Detection of Brain Tumors from MRI Images using Convolutional Neural Networks

Abstract

There are more than 150 different brain tumors but can be grouped into two main types: primary and metastatic. Presently, magnetic resonance imaging (MRI) is the imaging of choice for the assessment of brain tumors. The objective of the study is to assess the diagnostic performance of convolutional neural networks in the evaluation of brain tumors from cranial MRI images. Different CNN models were applied to an anonymized publicly available MRI brain tumor dataset to assess the presence of brain tumors. Several pre-processing steps (image normalization, shuffling of images, image cropping, and geometric augmentation techniques) were applied to the MRI images. After a series of preliminary verification of various configurations, a base CNN model was developed with succeeding experiments being conducted to search for the optimum composition of neural network parameters. The best base CNN model configurations had very good performance results while the pre-trained architecture (VGG16 and ResN et50) generated excellent performance metrics.
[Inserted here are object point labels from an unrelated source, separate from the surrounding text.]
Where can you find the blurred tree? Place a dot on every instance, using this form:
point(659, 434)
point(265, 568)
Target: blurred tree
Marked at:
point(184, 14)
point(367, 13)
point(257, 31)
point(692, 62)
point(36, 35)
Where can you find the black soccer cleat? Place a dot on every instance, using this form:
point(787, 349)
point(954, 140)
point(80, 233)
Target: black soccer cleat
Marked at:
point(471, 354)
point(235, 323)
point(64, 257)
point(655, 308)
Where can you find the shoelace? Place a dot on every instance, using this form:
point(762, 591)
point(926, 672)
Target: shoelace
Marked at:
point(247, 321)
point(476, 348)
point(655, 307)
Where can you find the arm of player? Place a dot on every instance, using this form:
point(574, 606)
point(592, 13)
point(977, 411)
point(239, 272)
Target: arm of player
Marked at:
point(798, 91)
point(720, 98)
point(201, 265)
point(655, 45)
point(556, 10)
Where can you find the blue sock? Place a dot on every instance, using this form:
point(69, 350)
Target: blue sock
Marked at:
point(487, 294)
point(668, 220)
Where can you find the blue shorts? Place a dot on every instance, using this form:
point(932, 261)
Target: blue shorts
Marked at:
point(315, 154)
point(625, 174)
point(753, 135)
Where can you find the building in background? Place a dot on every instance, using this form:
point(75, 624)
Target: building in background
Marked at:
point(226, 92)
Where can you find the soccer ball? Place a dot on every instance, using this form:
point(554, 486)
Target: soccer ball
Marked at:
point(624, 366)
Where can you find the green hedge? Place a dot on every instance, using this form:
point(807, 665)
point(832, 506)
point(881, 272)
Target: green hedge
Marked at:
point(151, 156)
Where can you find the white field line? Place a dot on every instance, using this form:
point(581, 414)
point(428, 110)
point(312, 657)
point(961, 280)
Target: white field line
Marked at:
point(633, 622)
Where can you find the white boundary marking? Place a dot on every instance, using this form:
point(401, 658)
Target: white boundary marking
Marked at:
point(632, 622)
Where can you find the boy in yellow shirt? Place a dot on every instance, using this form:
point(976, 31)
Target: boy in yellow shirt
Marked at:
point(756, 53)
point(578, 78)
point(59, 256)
For complicated medical images such as cranial MRI, a deeper architecture is preferred over a shallower base model as the pre-trained models obtained much higher performance metrics. Nonetheless, the base model performed well particularly its sensitivity despite having a simpler though shallower architecture which indicates lower false negative results leading to fewer missed cases of patients with brain tumors. This indicates the base model's capability as a valid and reliable decision support tool. Hence, any of these CNN models can be incorporated routinely by physicians in their clinical practice to further augment their decision-making capability.